Telstra Corporation: Constructing growth

About the author:

Nick Harris
Author name:
By Nick Harris
Job title:
Senior Analyst
Date posted:
03 February 2022, 8:00 AM
Sectors Covered:
Telecommunications, Technology

  • Telstra (ASX:TLS) has announced it will increase its capex budget over the next ~5 years as it invests ~$1.5bn of capex into two material infrastructure projects.
  • Project #1 is building ground based infrastructure (satellite base stations) and the fibre network/backhaul connecting those base stations across Australia. This is for global satellite company Viasat and secured with a 16.5-year contract.
  • Project #2 is a ~6x upgrade to TLS’s extensive but arguably outdated inter-capital fibre network. This new build should bring net new earnings but is also more speculative. TLS noted returns from project #2 are expected from a combination of BAU and net new cornerstone deals. We also think there is a reasonable interdependency between the two projects.

Event: bulging their backhaul

These two projects are largely around expanding TLS’s already extensive fibre network to increase coverage and capacity across Australia. Both projects are, to some extent, fibre backhaul upgrades across the country and have, in our view, some duplicate uses (eg base stations may need inter-capital fibre).

Project#1 (satellite base stations) is a net new project. Project#2 (inter-capital network upgrades) is a 6x increase in fibre capacity between major cities on a new dual fibre network. It can be argued that much of Project#2 is business as usual as TLS needed to upgrade its legacy inter-capital networks to meet growing data requirements from customers.

Offsetting this, management expects to derive net new business (incremental earnings streams) from Project#2.

Project #2 should help TLS keep up with growing customer demand for data (and lower operating costs on some legacy networks). On the net new side, it allows TLS to sell strands of inter-capital dark fibre to sophisticated customers including Cloud Service Providers.

Until recently TLS has not sold dark fibre services and this should open a new wholesale market for bandwidth-hungry customers.

The financial details and industrial logic

TLS has effectively increased its capex guidance for the next 5 years as it has committed to ~$1.5bn of capex to build two major infrastructure projects.

The bulk of the capex (~$350m pa in addition to BAU) is expected to be deployed from FY23-FY25. The build should be largely complete by FY26 when TLS expects the project to add ~$200m to EBITDA.

TLS points to a 9-year payback and mid-teen IRR on the combined spend.

Management believes TLS has a competitive advantage with respect to its build plans and this should provide some pricing power/protection. However, other carriers are also aggressively pursuing similar projects, and these projects have significant fixed cost leverage.

In our view, competition has the potential to crimp return expectations, if not all players remain economically rational.

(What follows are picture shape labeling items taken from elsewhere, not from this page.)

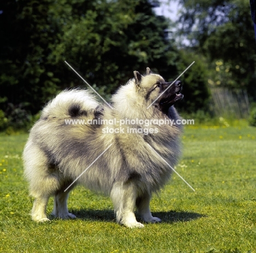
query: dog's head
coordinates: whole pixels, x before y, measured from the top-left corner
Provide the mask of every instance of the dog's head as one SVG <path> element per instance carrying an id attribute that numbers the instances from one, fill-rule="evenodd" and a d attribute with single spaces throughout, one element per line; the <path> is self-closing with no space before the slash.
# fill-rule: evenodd
<path id="1" fill-rule="evenodd" d="M 167 110 L 183 98 L 181 93 L 181 81 L 166 82 L 161 75 L 153 74 L 149 68 L 147 68 L 144 76 L 137 71 L 133 73 L 138 91 L 143 94 L 147 103 L 158 107 L 161 111 Z"/>

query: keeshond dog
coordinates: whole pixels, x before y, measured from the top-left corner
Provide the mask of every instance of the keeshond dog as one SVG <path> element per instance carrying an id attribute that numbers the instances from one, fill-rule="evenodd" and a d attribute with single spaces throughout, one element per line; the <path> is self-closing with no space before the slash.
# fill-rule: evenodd
<path id="1" fill-rule="evenodd" d="M 24 151 L 25 176 L 35 198 L 32 220 L 49 220 L 51 196 L 52 214 L 75 218 L 67 201 L 82 184 L 110 195 L 118 222 L 126 227 L 144 226 L 136 220 L 136 208 L 144 222 L 160 222 L 150 213 L 150 198 L 170 178 L 168 164 L 173 167 L 181 155 L 182 127 L 168 120 L 180 119 L 173 104 L 183 96 L 180 81 L 171 84 L 147 68 L 145 75 L 134 72 L 112 96 L 111 107 L 81 89 L 65 90 L 49 102 Z M 78 119 L 97 123 L 67 123 Z M 154 123 L 164 119 L 165 124 Z"/>

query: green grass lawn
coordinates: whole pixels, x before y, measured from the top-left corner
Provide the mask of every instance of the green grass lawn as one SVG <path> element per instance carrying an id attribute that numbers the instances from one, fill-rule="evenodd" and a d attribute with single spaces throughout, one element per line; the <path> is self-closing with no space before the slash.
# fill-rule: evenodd
<path id="1" fill-rule="evenodd" d="M 32 222 L 21 158 L 27 138 L 0 136 L 0 252 L 256 252 L 255 127 L 187 127 L 177 170 L 195 192 L 173 174 L 151 203 L 162 223 L 143 229 L 117 224 L 109 198 L 82 187 L 68 202 L 78 219 Z"/>

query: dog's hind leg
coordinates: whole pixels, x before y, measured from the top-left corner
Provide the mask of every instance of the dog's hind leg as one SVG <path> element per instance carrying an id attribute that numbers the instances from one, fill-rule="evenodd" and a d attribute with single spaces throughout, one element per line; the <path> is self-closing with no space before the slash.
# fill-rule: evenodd
<path id="1" fill-rule="evenodd" d="M 73 188 L 73 187 L 72 187 Z M 52 214 L 61 219 L 75 219 L 75 215 L 68 212 L 67 201 L 68 193 L 71 189 L 66 191 L 61 190 L 55 194 L 54 197 L 54 205 Z"/>
<path id="2" fill-rule="evenodd" d="M 149 202 L 151 196 L 148 193 L 145 193 L 142 196 L 136 199 L 136 206 L 137 211 L 143 219 L 144 221 L 149 223 L 155 223 L 161 222 L 161 219 L 157 217 L 153 217 L 151 214 L 149 209 Z"/>
<path id="3" fill-rule="evenodd" d="M 46 217 L 46 209 L 49 196 L 43 196 L 36 198 L 33 204 L 31 212 L 32 219 L 35 221 L 49 221 Z"/>
<path id="4" fill-rule="evenodd" d="M 118 222 L 130 228 L 144 227 L 137 221 L 134 214 L 137 194 L 136 187 L 131 182 L 116 183 L 110 192 Z"/>

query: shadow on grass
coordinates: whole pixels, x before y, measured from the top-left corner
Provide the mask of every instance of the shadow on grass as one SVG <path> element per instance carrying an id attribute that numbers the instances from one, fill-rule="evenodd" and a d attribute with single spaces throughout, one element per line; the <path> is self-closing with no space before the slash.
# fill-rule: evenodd
<path id="1" fill-rule="evenodd" d="M 71 212 L 74 214 L 78 219 L 84 220 L 113 221 L 115 220 L 115 217 L 113 210 L 94 210 L 83 209 L 79 210 L 73 210 Z M 173 223 L 179 221 L 190 221 L 193 220 L 206 217 L 204 214 L 196 213 L 183 211 L 168 211 L 153 213 L 153 216 L 158 217 L 162 220 L 164 223 Z M 136 215 L 138 221 L 140 218 Z"/>

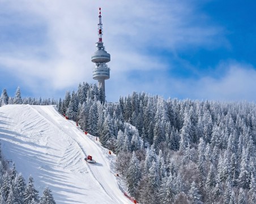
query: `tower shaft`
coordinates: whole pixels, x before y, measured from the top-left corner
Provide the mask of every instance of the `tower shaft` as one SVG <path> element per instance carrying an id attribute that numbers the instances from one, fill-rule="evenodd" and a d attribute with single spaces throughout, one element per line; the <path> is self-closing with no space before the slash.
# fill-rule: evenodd
<path id="1" fill-rule="evenodd" d="M 110 61 L 110 55 L 106 52 L 103 46 L 101 8 L 99 8 L 98 36 L 99 41 L 96 43 L 96 50 L 91 58 L 92 62 L 95 63 L 93 79 L 98 80 L 99 88 L 103 89 L 105 100 L 105 80 L 110 78 L 110 68 L 106 63 Z"/>

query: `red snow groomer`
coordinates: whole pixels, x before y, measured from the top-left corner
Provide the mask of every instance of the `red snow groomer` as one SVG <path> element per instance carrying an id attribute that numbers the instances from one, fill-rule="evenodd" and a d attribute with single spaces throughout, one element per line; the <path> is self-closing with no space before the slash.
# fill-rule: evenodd
<path id="1" fill-rule="evenodd" d="M 87 156 L 87 157 L 86 157 L 84 158 L 84 160 L 89 163 L 96 163 L 96 160 L 94 159 L 92 159 L 92 157 L 90 155 L 88 155 Z"/>

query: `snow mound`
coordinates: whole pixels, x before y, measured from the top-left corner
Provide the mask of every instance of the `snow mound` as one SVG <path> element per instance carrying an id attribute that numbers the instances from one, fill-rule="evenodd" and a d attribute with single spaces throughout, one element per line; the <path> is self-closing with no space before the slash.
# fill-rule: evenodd
<path id="1" fill-rule="evenodd" d="M 1 107 L 0 139 L 6 159 L 41 193 L 49 186 L 58 204 L 131 203 L 114 175 L 115 155 L 53 106 Z M 84 161 L 88 154 L 95 164 Z"/>

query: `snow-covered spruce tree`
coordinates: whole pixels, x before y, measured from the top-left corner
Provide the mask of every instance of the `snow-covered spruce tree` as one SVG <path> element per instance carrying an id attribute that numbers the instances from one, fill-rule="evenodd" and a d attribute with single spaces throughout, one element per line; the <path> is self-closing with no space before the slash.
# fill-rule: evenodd
<path id="1" fill-rule="evenodd" d="M 238 186 L 244 189 L 249 189 L 250 185 L 250 172 L 248 155 L 248 150 L 245 147 L 242 150 L 241 171 L 238 177 Z"/>
<path id="2" fill-rule="evenodd" d="M 56 204 L 52 191 L 48 187 L 45 188 L 42 192 L 42 196 L 40 198 L 39 204 Z"/>
<path id="3" fill-rule="evenodd" d="M 39 201 L 39 192 L 34 186 L 34 180 L 31 175 L 28 177 L 28 182 L 24 194 L 24 203 L 33 204 Z"/>
<path id="4" fill-rule="evenodd" d="M 24 195 L 26 188 L 26 184 L 25 179 L 22 176 L 22 173 L 19 173 L 15 179 L 15 203 L 23 204 L 24 203 Z"/>
<path id="5" fill-rule="evenodd" d="M 247 204 L 246 196 L 245 190 L 240 188 L 239 190 L 239 195 L 237 199 L 237 204 Z"/>
<path id="6" fill-rule="evenodd" d="M 4 89 L 0 98 L 0 106 L 7 105 L 8 104 L 8 101 L 9 97 L 8 96 L 7 92 L 6 91 L 6 89 Z"/>
<path id="7" fill-rule="evenodd" d="M 251 174 L 251 183 L 249 194 L 250 195 L 249 202 L 251 203 L 256 203 L 256 181 L 253 173 Z"/>
<path id="8" fill-rule="evenodd" d="M 192 203 L 201 204 L 201 195 L 199 194 L 198 189 L 195 181 L 193 181 L 191 185 L 190 190 L 189 190 L 189 198 Z"/>
<path id="9" fill-rule="evenodd" d="M 6 198 L 5 197 L 5 193 L 2 188 L 0 188 L 0 203 L 6 204 Z"/>
<path id="10" fill-rule="evenodd" d="M 22 96 L 20 93 L 20 87 L 18 86 L 17 88 L 17 90 L 15 92 L 15 96 L 14 97 L 14 101 L 13 101 L 14 104 L 22 104 Z"/>
<path id="11" fill-rule="evenodd" d="M 3 194 L 3 197 L 5 198 L 5 199 L 6 199 L 5 201 L 6 201 L 6 199 L 7 199 L 9 196 L 11 186 L 11 184 L 10 181 L 10 177 L 8 175 L 7 172 L 6 172 L 3 175 L 3 181 L 1 186 L 1 190 Z"/>
<path id="12" fill-rule="evenodd" d="M 128 189 L 131 196 L 136 197 L 139 182 L 141 179 L 141 171 L 139 167 L 139 162 L 138 160 L 134 151 L 133 153 L 129 167 L 126 172 L 126 181 L 128 184 Z"/>

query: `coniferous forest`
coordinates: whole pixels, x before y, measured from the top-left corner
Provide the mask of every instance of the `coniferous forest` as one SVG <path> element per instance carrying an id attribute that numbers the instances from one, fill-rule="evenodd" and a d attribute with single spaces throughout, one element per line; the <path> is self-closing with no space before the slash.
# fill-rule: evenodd
<path id="1" fill-rule="evenodd" d="M 255 103 L 103 96 L 84 83 L 57 107 L 117 153 L 139 203 L 256 203 Z"/>
<path id="2" fill-rule="evenodd" d="M 117 172 L 139 202 L 256 203 L 254 103 L 135 92 L 104 103 L 100 93 L 80 84 L 59 111 L 117 154 Z"/>

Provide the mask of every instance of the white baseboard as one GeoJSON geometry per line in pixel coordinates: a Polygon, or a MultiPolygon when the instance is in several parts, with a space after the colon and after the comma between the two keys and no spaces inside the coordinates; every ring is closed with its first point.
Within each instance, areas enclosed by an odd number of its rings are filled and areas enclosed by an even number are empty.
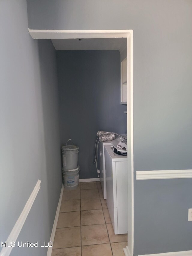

Forecast and valuation update

We have updated our forecasts to reflect the project, noting that the spend/capex commences from FY23 but returns/EBITDA is not meaningful until FY26.

We have also updated our model following reclassifications/changes to TLS’s business segment reporting. The net result is immaterial changes to our EPS forecasts in FY22-24 and our price target edging 1cps higher to (login to view).

Investment view

Add retained. Sector dynamics look positive and value realisation is possible.

Price catalyst

  • More details following the release of TLS’s result on Thursday 17 February.
  • Proof points supporting industry rationality (ARPU rises sticking and FCF growing).
  • SOTP realisation (new business units track record, partial divestments, and full divestments of small holdings eg the potential IPO of Foxtel).

Risks

Key risks relate to industry pricing remaining rational and realisation of value drivers.